I’ve written on moving buses, trains. Not boats. Definitely airplanes. I
remember tearing apart (physically) an entire manuscript while on a
train in Scotland, as stunning views or slow-moving sheep reflected on
enormous glass windows.
An entire short story was once written on a flight to the UK from
Singapore. I was tired, grumpy, could not sleep, so I thought writing
would help me. It did not. I inhaled copious amounts of caffeine,
furiously typed a draft that only made half-sense, and
alighted a cranky woman—perhaps the only time that finishing a piece
gave me a fit of rage and a crick in the neck, instead of the sense of
accomplishment that usually follows. I like having written, more often
than not.
A friend wrote yesterday about writing while seated on the toilet,
because that was the only place she could get away from her toddlers. Another,
on her short commute. A hundred words here or there tend to add up, she
said, and she was right.
At a literary festival in Malaysia, there was a question from the
audience (for another woman writer)—how do you make space for your
writing?
And the answer was, you have to claw it out, claim it, because
no one is going to give it to you.
This is true of men who hold down jobs and write, as well as look after kids, but it seems to be even more true of women, whose spouses often do not care much for their writing.
As a writer, you have to fight for the time to write, and then write in that time, no vagaries of the muse or goofing off on social media allowed. I do not have kids, and have a very supportive spouse, and yet, in the past months of promotions for my debut novel, You Beneath Your Skin, I've mostly been writing blog posts like this one.
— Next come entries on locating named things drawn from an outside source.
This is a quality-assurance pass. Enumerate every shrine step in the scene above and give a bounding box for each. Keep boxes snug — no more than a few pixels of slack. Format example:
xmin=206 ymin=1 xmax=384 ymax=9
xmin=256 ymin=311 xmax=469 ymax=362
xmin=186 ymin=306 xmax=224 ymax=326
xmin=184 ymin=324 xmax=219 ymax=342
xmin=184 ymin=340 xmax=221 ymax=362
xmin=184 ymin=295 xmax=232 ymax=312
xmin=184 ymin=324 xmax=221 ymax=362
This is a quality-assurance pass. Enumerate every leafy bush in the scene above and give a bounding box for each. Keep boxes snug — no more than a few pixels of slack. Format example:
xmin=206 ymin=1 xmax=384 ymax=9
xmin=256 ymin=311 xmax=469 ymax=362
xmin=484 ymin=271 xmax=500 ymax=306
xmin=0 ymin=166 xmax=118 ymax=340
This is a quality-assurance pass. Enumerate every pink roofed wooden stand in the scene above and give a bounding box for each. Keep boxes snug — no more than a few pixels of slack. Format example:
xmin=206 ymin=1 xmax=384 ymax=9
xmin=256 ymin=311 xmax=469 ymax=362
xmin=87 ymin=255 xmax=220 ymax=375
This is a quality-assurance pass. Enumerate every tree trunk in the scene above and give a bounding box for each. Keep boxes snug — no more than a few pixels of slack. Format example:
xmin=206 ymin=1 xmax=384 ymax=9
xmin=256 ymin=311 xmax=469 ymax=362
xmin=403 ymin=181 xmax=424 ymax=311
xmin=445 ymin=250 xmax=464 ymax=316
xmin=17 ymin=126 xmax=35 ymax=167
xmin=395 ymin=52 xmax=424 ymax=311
The pages and index cards you see on the train table in front of me finally became my debut novel. Writing really is this mostly thankless, un-glorious, grinding process, and promotions, even more so. I'm seriously considering quitting on all social media and all events and just curling up with books to read and write.
I feel a bit of a brat doing that because all my proceeds will support the education and empowerment of women at Project
WHY and Stop
Acid Attacks. So I need to keep scrounging time to write, in corners, on trains, on my phone. (Been writing a flash fiction piece on my phone since yesterday.)
What about you? When and where do you find the time to write?
Comments
Damyanti, this is a timely and pertinent post for me to read today... my writing efforts have stalled quite seriously in the last two months (beyond basic blogging) due to having to take up full cares of ageing and ailing father. A lot of adjustment all around. Need to reset and refind those spaces and places where I can let it all go and follow the flow!!! I am someone who needs silence for my muse. The larger part of my output till date has been during the wee small hours... YAM xx
Liked this post, Damayanti. And liked the photos!